Viktoria Miroshnichenko plays Iya. She’s striking. She’s beyond fair and six feet tall. Vasilisa Perelygina plays her friend Masha with red hair. Both of the girls are ghostly in their colorlessness, and too far gone emotionally (deadened by his horrific world) to really grasp on to in their story.
The major triumph from Balagov here is the rich production design and the dedication to a specific color palette. Beanpole is luxuriously loaded with reds and greens. This aesthetic dedication, combined with the devastating material, recalls Kieslowski’s Blue. It is sort of Nicolas Ray’s Johnny Guitar meets the war genre and I’m not sure that’s ever been done in cinema history. This Christmas-color combination ambitiously pervades the 140-minute running time. There are green bedpans, a little red circle design on the white dishes in the far background. There is no detail too small for Balagov. The speedometer light has a green tint in the car.
And when it isn’t the décor that takes your breath away, it is the lighting. Miroshnichenko’s white hair is tinted. The deep cherry wood is another clear, inspired choice.
At the 101-minute mark, there is a great composition of the bridge. Balagov lights up the red underneath the bridge and a few green lights in some of the windows.
At the 126-minte mark, Miroshnichenko is shot in profile- she looks like a young Tilda Swinton. There’s rich detail in the wallpaper design behind her.

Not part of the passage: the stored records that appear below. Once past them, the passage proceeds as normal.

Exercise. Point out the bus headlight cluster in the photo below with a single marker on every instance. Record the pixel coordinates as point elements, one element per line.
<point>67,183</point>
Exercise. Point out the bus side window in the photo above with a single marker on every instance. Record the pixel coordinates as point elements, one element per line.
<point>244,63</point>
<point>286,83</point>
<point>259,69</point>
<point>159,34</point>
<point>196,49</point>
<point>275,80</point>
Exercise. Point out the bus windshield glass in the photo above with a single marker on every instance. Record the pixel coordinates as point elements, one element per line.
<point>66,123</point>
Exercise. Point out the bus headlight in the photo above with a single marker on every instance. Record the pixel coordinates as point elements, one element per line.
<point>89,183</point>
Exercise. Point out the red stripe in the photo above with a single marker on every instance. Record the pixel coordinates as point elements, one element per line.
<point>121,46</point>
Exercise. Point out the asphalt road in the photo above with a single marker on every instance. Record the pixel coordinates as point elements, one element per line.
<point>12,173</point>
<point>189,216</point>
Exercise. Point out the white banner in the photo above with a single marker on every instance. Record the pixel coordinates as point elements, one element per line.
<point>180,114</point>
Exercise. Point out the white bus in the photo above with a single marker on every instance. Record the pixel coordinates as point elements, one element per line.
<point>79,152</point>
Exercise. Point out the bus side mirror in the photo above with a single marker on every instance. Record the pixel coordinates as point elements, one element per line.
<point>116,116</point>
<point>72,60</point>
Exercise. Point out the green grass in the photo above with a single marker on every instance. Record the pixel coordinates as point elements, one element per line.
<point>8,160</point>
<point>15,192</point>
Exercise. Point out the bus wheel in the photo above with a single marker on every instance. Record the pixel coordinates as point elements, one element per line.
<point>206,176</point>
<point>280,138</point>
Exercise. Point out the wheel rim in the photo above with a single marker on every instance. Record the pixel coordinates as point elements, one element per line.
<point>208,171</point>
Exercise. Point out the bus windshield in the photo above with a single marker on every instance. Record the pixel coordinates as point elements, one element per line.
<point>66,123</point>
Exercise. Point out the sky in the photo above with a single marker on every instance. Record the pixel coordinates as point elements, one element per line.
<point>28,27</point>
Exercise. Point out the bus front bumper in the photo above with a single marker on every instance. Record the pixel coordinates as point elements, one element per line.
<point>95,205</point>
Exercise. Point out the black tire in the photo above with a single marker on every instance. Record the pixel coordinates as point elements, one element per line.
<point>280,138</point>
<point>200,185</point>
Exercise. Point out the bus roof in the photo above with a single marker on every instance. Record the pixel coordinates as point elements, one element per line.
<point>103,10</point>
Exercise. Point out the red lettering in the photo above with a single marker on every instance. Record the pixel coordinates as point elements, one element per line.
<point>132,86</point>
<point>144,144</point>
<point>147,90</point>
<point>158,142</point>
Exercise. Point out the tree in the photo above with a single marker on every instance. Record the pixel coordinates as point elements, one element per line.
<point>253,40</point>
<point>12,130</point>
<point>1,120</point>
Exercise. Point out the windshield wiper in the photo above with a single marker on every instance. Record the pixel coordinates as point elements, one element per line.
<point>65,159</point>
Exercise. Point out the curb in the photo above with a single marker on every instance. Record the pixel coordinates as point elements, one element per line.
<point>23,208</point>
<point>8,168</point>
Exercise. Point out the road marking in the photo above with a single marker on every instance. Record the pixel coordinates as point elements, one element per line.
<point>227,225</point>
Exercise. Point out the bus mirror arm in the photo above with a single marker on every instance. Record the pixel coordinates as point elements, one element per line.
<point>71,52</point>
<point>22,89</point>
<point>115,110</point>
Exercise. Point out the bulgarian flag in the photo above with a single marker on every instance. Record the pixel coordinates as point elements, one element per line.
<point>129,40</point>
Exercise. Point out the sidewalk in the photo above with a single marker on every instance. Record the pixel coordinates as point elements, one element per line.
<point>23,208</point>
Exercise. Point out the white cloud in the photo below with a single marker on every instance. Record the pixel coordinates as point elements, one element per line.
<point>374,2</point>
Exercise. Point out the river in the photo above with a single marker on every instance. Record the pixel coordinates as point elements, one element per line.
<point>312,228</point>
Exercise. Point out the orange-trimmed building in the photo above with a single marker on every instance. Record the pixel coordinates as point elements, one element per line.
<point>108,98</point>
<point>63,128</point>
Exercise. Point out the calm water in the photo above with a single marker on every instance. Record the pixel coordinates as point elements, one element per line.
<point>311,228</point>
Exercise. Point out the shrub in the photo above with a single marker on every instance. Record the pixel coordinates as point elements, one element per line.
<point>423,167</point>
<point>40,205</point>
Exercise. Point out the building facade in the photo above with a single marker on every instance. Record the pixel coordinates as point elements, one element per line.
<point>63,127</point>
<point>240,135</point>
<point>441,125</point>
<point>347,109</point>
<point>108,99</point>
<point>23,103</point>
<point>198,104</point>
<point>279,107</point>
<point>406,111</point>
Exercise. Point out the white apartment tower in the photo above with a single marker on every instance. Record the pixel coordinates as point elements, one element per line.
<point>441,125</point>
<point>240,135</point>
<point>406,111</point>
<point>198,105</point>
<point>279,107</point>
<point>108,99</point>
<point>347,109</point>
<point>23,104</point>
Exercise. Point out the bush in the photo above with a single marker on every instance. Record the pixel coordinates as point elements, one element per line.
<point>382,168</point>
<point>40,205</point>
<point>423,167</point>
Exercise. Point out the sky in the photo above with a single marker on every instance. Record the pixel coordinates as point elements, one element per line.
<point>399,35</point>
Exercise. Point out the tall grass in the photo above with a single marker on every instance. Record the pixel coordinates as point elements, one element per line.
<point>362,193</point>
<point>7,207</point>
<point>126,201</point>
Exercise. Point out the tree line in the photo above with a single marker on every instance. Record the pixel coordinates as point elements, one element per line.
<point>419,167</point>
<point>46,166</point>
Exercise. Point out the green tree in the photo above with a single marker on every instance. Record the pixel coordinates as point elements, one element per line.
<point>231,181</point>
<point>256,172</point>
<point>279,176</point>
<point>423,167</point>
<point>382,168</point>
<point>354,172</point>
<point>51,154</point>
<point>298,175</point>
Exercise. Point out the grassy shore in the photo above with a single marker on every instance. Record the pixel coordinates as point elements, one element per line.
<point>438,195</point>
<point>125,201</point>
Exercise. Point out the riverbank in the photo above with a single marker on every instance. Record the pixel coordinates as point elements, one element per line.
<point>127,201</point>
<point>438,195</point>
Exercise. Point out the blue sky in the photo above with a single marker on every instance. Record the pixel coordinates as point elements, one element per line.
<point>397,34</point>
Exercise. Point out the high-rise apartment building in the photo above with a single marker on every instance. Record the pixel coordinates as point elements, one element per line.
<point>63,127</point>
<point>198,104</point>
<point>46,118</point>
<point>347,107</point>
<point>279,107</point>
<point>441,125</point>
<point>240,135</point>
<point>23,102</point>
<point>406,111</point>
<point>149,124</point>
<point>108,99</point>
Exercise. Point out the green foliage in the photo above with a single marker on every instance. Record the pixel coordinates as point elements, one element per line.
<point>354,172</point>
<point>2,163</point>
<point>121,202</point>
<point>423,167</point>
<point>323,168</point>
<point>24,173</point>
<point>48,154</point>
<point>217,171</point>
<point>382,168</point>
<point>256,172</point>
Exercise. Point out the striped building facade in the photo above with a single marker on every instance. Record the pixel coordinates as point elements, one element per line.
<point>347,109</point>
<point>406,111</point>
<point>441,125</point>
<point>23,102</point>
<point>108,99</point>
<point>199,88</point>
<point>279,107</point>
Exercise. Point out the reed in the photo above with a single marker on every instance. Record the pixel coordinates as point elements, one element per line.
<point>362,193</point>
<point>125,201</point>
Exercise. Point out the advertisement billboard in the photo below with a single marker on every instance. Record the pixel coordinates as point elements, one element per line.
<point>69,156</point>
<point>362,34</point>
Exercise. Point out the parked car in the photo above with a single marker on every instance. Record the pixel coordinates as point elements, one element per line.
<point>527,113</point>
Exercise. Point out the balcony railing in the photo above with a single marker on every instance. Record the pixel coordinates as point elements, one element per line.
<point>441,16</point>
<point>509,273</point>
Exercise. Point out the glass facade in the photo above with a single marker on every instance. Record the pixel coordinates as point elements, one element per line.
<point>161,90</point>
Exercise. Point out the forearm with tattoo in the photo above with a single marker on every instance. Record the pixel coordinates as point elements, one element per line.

This is a dense, evocative, and beautiful 140-minutes. It accumulates. The entire film is saturated in this somber tone and color. You almost feel Balagov using blood in one scene as a way of getting even more of the color in.
2019 is getting richer and richer.
Indeed. It makes me wonder what the 2010’s list update is going to look like, it feels like 2019 will take up about 20 spots at the moment. It makes me excited that we have such a rich year for film in recent history, even if I do mourn the other years that will lose representation on the list haha.
@Declan- It sort of makes up for 2020. I’m not completely finished with 2020 but it feels like (haven’t actually done this exercise yet) that if I took the combined 25 best films from 2019 and 2020, 20 of them would be from 2019.
@M*A*S*H- Indeed, what a special year, I have another one coming that I’m writing my notes on now from 2019
Man i swear the last years of the decade are always the best. 39, 59, 79, 89, 99, and 2019 are all standout years for their respective decades. I wonder why that is
@Big Chungus- you’re right! Great work here.